Lee made significant concessions on trade and investment issues in talks with the Trump administration to preserve the security alliance, though he can claim to have won a better bargain than Japan on both fronts. South Korean negotiators pushed the timetable for the long-sought transfer of wartime operational control of armed forces and made a deal to construct nuclear-powered submarines that could lead to a revision of restrictions on nuclear fuel enrichment and reprocessing. But even within the Lee administration, there is unhappiness over a shift in the focus of US military presence towards contingencies for confrontation with China.

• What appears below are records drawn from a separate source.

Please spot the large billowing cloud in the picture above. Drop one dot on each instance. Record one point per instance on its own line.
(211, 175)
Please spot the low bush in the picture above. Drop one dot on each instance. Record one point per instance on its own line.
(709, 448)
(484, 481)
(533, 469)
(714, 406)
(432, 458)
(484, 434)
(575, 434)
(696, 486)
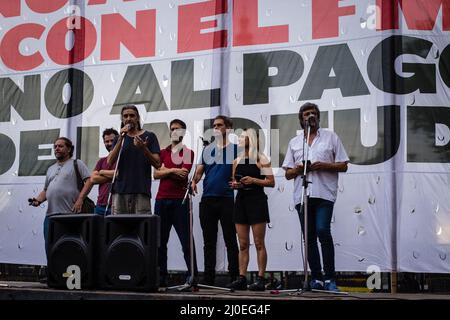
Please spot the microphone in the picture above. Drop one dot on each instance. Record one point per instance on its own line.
(129, 126)
(205, 142)
(310, 120)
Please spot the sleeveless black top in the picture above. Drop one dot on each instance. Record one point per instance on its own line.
(251, 170)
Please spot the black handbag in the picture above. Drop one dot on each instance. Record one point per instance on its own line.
(88, 204)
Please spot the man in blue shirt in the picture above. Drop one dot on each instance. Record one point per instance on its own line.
(218, 199)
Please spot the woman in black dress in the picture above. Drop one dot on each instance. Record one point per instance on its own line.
(251, 173)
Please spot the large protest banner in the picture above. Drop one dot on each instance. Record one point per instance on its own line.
(379, 70)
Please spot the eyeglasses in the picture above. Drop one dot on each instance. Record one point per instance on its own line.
(308, 113)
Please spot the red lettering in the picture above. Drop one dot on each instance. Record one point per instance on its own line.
(47, 6)
(325, 18)
(190, 25)
(140, 40)
(419, 14)
(10, 8)
(85, 41)
(95, 2)
(9, 48)
(246, 30)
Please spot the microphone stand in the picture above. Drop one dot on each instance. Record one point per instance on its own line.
(190, 285)
(114, 176)
(304, 206)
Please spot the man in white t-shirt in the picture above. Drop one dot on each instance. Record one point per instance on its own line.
(61, 189)
(327, 158)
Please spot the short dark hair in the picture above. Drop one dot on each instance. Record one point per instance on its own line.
(227, 121)
(307, 106)
(132, 107)
(68, 144)
(109, 131)
(180, 122)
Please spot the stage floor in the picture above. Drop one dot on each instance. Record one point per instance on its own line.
(10, 290)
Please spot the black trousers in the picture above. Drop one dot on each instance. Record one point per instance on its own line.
(213, 210)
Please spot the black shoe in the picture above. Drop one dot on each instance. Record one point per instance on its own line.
(208, 281)
(239, 284)
(163, 282)
(258, 285)
(42, 275)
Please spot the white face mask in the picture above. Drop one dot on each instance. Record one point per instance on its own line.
(177, 134)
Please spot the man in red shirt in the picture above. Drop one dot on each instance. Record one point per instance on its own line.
(176, 163)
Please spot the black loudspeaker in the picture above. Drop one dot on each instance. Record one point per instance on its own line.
(130, 252)
(73, 240)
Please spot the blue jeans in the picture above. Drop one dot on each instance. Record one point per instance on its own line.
(320, 212)
(174, 213)
(46, 224)
(101, 210)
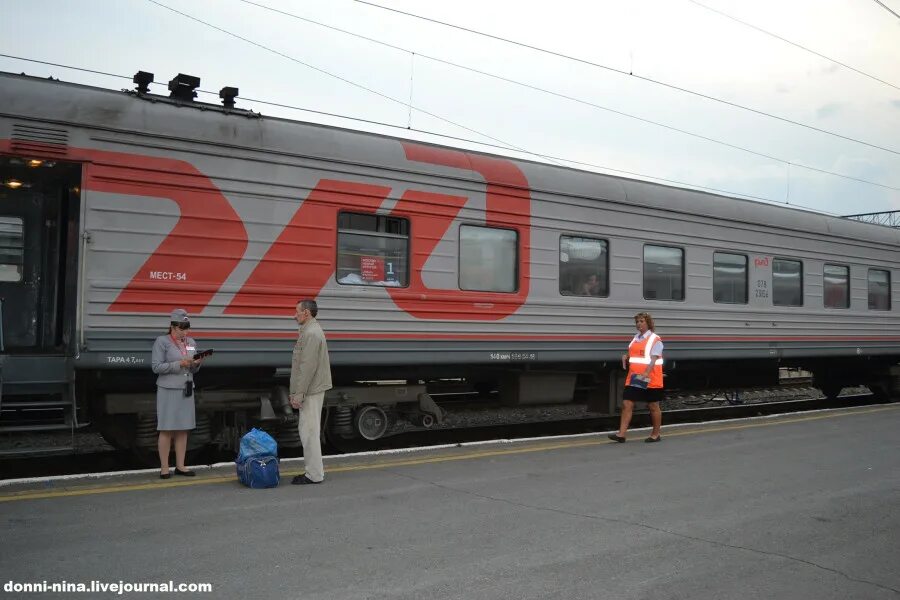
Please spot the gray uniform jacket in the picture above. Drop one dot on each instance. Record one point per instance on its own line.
(310, 367)
(167, 359)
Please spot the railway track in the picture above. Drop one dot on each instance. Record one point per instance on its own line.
(465, 425)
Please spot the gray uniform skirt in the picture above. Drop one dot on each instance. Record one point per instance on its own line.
(174, 412)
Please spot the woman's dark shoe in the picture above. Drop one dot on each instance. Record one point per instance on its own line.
(303, 480)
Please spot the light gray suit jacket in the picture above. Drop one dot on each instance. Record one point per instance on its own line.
(166, 362)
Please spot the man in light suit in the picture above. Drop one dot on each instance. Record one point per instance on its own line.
(310, 378)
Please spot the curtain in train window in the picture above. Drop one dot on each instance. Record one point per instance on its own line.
(583, 266)
(787, 282)
(836, 280)
(729, 278)
(12, 248)
(663, 273)
(372, 250)
(488, 259)
(879, 289)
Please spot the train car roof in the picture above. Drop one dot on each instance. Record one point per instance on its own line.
(543, 177)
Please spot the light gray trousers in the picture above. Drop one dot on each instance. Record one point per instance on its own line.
(308, 425)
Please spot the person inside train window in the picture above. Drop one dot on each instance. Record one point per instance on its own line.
(644, 382)
(591, 287)
(174, 363)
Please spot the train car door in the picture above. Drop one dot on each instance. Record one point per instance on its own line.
(39, 213)
(20, 269)
(35, 209)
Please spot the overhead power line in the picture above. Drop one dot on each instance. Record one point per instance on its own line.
(632, 75)
(344, 79)
(567, 97)
(795, 44)
(445, 136)
(885, 7)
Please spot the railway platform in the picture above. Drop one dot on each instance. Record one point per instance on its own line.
(794, 506)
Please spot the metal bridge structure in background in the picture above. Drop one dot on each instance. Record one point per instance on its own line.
(891, 218)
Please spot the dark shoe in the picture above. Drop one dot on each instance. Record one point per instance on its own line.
(302, 480)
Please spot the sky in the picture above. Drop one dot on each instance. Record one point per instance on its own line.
(589, 93)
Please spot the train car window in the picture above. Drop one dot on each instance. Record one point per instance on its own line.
(372, 250)
(787, 282)
(663, 273)
(12, 248)
(488, 259)
(583, 266)
(730, 282)
(879, 289)
(836, 279)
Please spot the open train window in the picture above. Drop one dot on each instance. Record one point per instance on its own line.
(372, 250)
(12, 248)
(583, 266)
(879, 289)
(488, 259)
(787, 282)
(836, 282)
(663, 273)
(729, 278)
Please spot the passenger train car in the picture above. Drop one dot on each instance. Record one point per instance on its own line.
(428, 263)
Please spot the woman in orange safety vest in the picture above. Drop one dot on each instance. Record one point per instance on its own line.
(644, 380)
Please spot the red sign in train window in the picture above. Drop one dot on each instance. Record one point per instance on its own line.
(371, 268)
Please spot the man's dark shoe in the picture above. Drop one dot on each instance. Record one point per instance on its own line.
(302, 480)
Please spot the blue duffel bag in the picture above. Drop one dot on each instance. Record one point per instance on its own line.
(259, 472)
(257, 463)
(257, 442)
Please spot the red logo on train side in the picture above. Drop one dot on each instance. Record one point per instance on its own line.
(209, 239)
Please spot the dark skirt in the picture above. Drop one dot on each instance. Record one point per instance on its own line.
(636, 394)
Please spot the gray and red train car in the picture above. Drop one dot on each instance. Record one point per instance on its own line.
(430, 264)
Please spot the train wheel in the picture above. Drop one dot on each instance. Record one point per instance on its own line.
(370, 422)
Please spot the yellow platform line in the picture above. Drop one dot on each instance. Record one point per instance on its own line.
(387, 464)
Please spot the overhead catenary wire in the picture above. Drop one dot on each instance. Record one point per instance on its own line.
(887, 8)
(570, 98)
(688, 184)
(631, 75)
(795, 44)
(344, 79)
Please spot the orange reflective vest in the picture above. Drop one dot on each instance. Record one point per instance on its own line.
(639, 358)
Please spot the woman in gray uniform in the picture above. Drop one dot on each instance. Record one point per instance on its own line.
(173, 362)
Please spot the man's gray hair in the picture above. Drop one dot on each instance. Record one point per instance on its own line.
(310, 305)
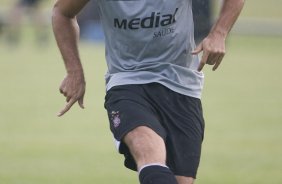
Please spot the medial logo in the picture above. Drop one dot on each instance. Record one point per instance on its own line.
(157, 19)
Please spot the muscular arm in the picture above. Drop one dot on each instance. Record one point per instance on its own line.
(66, 32)
(213, 46)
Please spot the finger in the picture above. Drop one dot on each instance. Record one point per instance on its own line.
(80, 102)
(68, 99)
(203, 61)
(67, 107)
(212, 59)
(217, 63)
(198, 49)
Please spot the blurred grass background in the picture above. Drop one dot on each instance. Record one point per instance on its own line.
(242, 105)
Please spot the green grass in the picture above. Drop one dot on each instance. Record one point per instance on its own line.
(242, 105)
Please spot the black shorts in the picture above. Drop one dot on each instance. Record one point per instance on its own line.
(177, 118)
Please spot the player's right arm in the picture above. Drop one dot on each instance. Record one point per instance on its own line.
(66, 32)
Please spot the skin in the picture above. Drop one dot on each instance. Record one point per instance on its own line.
(145, 145)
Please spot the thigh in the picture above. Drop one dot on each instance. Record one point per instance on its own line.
(146, 146)
(182, 118)
(128, 110)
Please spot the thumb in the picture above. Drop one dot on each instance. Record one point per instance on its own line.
(80, 102)
(198, 49)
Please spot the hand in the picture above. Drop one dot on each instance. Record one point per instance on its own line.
(73, 88)
(213, 48)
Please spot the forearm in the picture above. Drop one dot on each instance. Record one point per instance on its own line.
(66, 32)
(229, 13)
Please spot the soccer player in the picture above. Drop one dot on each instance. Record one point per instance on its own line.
(154, 79)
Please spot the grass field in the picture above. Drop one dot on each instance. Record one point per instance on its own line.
(242, 104)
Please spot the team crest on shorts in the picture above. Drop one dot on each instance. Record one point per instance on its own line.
(115, 117)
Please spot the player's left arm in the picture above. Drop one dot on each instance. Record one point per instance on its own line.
(213, 46)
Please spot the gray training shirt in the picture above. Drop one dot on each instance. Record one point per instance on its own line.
(151, 41)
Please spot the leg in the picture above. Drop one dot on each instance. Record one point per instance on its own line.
(146, 146)
(184, 180)
(149, 152)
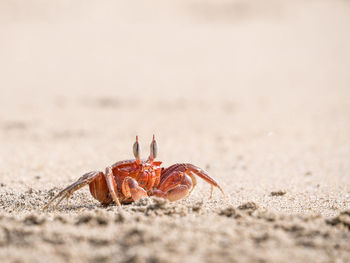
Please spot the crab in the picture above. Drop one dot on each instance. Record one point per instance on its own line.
(130, 180)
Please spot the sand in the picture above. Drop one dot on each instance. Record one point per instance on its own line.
(255, 92)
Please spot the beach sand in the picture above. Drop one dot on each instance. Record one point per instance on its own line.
(257, 93)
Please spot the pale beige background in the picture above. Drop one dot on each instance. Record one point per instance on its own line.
(256, 92)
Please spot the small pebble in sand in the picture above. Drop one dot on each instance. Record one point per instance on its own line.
(278, 193)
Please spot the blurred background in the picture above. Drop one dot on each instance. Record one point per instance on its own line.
(257, 92)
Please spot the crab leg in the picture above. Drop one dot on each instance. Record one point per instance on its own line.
(68, 191)
(189, 169)
(175, 187)
(112, 187)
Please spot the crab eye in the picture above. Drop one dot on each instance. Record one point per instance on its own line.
(154, 148)
(136, 149)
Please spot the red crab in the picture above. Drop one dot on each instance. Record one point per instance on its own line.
(130, 180)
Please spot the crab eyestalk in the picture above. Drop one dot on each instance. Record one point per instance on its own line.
(154, 150)
(136, 149)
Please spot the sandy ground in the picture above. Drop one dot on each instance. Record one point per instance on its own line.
(255, 92)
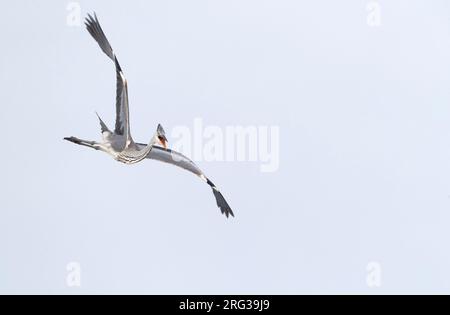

‘Traditional leftist orientations on major domestic and foreign policy issues are colliding with very different geopolitical and geo-economic drivers that Lee has to accommodate’, argues Chung Min Lee. The South Korean right also faces significant challenges, remaining ‘shell shocked and in near-total disarray’ with no ‘viable party leadership and agenda’.

The looming question that may push these divisions to the forefront, not least within the Lee administration itself, is how to respond to North Korea’s growing confidence in its power. Progressive advocates of engagement, led by Unification Minister Chung Dong-young and National Intelligence Service Director Lee Jong-seok, are pushing for more attempts to woo Pyongyang, even towards de facto acceptance of its nuclear status.

But this outreach is frustrated by North Korea’s dismissal of their legitimacy. The administration seeks to use improved ties to China to open dialogue with the North Korean regime but Pyongyang seems to prefer relying on its new alliance with Russia and waiting to see what Trump may offer them. Even if Trump’s Beijing visit in April 2026 were able to help foster inter-Korean relations, there is no guarantee that North Korean Supreme Leader Kim Jong-un will have a dialogue with Seoul.

Policy choices that were deferred will come to the fore in 2026 and bring the double divide of South Korean politics into play. Lee ‘will be walking on a tightrope’ — evidence so far suggests he may be up to the task, but time will tell.